Recorded: 31 May 2003
I think there are always dangers. There are some that I am particularly concerned about right now. And they have to do with the fact that any field after a while when it becomes exceedingly successful, despite all this great excitement, despite the correctness of the excitement, also becomes in a little way orthodox. That people decide that this is the only way to do the science, or this is the only other way to generate data in a particular way to answer a biological question. So my concern is that the tremendous early success might become hardened. And people will believe that these are the only ways of doing things. And if that happens in either human genetics or genomics, it will not be a very interesting field. And I think that’s a great danger to the field.
The other is that the largeness of genome projects, still in the minds of most biologists, I think correctly, is that the genome projects are very large investment of money and space and resource, people mostly, to try and solve some particular question. I feel it is more important to think that there are technologies that we can think of that allows and should allow, and will allow individual scientists to, for example, scan entire genomes for the structure or function. So the model is that if one thinks of microarrays, for example, as a way where we can look at entire cells worth of gene activity, then I think the genome projects are going to become more and more successful. It might even be limitless because we are so much at the beginning of trying to understand what the structure and function of even a few cells are. If it becomes or goes the way of becoming very large entrenched projects, I wouldn’t be very interested, and I presume that many biologists would not be very interested. At this point in time, I think it might be necessary because we are so ignorant we need quite a bit of biological information to decide and design our next experiments. So then the biggest danger is this orthodoxy, and hopefully if the field remains in attitude young and we can throw off our failures or say this is not the way we should do things, but we can do more and more biology using fewer and fewer resources, than it becomes ultimately the realm of a single investigator or a few small groups of investigators. This will be a vibrant field for a very, very long time.

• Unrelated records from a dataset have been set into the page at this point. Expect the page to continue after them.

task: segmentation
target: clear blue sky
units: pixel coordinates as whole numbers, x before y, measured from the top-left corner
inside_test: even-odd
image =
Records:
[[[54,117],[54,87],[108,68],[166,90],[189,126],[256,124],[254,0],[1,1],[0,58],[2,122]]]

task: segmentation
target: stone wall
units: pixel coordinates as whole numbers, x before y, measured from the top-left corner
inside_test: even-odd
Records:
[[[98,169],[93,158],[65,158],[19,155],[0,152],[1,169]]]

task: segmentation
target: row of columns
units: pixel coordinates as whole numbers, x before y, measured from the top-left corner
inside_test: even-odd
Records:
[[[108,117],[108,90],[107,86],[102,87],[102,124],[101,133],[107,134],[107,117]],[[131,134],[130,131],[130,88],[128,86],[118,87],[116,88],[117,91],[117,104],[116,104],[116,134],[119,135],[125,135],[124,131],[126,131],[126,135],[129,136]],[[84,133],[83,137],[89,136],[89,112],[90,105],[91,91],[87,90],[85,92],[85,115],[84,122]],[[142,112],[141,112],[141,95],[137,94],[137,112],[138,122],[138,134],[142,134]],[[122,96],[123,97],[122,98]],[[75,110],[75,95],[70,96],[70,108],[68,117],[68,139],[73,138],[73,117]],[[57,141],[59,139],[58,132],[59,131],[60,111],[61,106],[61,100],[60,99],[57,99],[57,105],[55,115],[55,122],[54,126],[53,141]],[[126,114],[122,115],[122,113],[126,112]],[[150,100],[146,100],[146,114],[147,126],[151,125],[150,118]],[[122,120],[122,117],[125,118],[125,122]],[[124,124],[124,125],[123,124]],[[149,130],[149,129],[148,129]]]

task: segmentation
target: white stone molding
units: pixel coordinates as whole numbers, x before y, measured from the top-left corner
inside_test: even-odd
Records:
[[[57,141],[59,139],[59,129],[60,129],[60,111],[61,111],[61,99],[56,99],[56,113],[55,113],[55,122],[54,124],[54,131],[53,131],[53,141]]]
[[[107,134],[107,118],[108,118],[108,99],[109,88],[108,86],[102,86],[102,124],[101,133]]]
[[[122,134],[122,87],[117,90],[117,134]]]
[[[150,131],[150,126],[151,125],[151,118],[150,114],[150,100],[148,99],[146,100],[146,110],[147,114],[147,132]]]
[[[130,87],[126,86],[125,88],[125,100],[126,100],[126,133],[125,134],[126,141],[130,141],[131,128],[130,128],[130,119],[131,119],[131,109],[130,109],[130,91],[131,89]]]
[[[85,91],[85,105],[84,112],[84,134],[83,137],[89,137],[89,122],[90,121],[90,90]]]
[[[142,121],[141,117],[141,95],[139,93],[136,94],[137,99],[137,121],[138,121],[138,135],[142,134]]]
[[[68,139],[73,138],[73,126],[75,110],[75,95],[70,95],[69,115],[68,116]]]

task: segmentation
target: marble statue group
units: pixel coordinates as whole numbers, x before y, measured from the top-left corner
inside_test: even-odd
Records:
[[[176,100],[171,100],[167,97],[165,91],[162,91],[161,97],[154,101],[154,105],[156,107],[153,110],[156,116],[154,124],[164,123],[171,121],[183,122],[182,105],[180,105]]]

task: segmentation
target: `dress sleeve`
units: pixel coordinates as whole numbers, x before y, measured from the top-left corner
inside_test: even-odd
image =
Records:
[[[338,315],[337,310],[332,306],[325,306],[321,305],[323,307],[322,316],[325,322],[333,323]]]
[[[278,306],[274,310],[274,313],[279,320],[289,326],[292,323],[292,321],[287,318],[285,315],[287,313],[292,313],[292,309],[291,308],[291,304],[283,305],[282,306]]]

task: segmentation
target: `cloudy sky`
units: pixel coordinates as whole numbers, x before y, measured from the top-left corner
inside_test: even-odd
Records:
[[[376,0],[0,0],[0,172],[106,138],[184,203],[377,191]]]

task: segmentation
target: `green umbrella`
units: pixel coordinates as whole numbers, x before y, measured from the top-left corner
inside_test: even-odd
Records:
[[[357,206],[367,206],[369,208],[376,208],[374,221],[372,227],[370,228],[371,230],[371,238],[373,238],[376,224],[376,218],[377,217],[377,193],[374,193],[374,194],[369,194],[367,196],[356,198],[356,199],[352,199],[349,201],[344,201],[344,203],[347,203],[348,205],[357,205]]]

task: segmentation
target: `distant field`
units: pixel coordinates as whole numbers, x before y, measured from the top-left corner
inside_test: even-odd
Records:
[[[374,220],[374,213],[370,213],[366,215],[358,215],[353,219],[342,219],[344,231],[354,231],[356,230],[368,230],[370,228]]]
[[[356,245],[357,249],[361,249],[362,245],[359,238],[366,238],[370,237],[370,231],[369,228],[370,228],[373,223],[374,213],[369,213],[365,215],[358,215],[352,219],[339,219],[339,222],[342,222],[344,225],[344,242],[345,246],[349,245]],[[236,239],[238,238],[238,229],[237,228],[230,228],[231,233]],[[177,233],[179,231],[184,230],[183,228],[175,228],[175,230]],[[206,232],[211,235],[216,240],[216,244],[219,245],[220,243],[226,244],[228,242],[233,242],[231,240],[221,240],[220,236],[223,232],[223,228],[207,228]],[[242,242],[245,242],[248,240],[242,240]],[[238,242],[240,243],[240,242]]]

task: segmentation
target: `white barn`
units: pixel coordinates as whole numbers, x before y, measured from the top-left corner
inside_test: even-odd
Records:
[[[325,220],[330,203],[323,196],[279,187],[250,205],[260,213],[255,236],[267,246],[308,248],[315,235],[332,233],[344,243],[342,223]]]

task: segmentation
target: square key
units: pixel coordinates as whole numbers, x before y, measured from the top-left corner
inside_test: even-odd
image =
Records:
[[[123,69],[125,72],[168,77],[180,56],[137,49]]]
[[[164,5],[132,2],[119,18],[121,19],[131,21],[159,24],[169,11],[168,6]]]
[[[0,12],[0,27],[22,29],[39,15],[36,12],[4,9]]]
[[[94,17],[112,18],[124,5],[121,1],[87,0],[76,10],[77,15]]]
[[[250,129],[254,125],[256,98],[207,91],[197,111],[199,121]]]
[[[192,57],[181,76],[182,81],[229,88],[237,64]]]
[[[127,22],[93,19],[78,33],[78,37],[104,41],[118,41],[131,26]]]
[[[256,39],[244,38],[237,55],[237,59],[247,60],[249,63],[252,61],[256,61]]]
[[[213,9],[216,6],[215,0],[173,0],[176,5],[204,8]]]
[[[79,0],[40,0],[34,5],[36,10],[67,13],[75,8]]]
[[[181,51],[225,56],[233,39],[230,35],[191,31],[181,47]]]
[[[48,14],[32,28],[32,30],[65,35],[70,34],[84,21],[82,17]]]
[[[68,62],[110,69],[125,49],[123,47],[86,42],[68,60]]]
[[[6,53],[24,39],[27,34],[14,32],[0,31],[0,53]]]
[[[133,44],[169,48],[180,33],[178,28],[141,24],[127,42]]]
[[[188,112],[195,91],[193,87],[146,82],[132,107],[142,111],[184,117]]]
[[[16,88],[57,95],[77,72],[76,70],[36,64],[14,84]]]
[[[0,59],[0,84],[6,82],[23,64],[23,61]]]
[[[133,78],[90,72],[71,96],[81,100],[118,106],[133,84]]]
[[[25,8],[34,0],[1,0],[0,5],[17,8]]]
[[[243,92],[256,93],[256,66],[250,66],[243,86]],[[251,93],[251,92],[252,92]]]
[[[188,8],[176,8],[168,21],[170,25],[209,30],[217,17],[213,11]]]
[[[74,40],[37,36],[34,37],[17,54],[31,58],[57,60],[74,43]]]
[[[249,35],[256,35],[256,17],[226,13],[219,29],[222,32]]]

Aravinda Chakravarti received his Ph.D. in Human Genetics from the Graduate School of Biomedical Sciences at the University of Texas Health Science Center, Houston (1979). After a postdoctoral year at the University of Washington in Seattle, he joined the faculty at the University of Pittsburgh in the Department of Biostatistics and later the Department of Human Genetics as a professor.
In 1994 he moved to Case Western Reserve as Professor of Genetics and Medicine to apply genomic and computer-based methods to study common diseases that arise from a combination of genetic and non-genetic factors.
Dr Chakravarti is one of the Editors-in-Chief of Genome Research, and serves on the Advisory and Editorial Boards of numerous national and international journals and societies. He is a past member of the NIH National Advisory Council of the National Human Genome Research Institute and has chaired the NIH Subcommittee in the 3rd 5-year Genome Project Plan, and continues to serve on several NIH panels.
In 2000 he became Professor of Medicine at The Johns Hopkins School of Medicine and was named director of their new McKusick-Nathans Institute of Genetic Medicine, where he is currently the Henry J. Knott Professor and Director.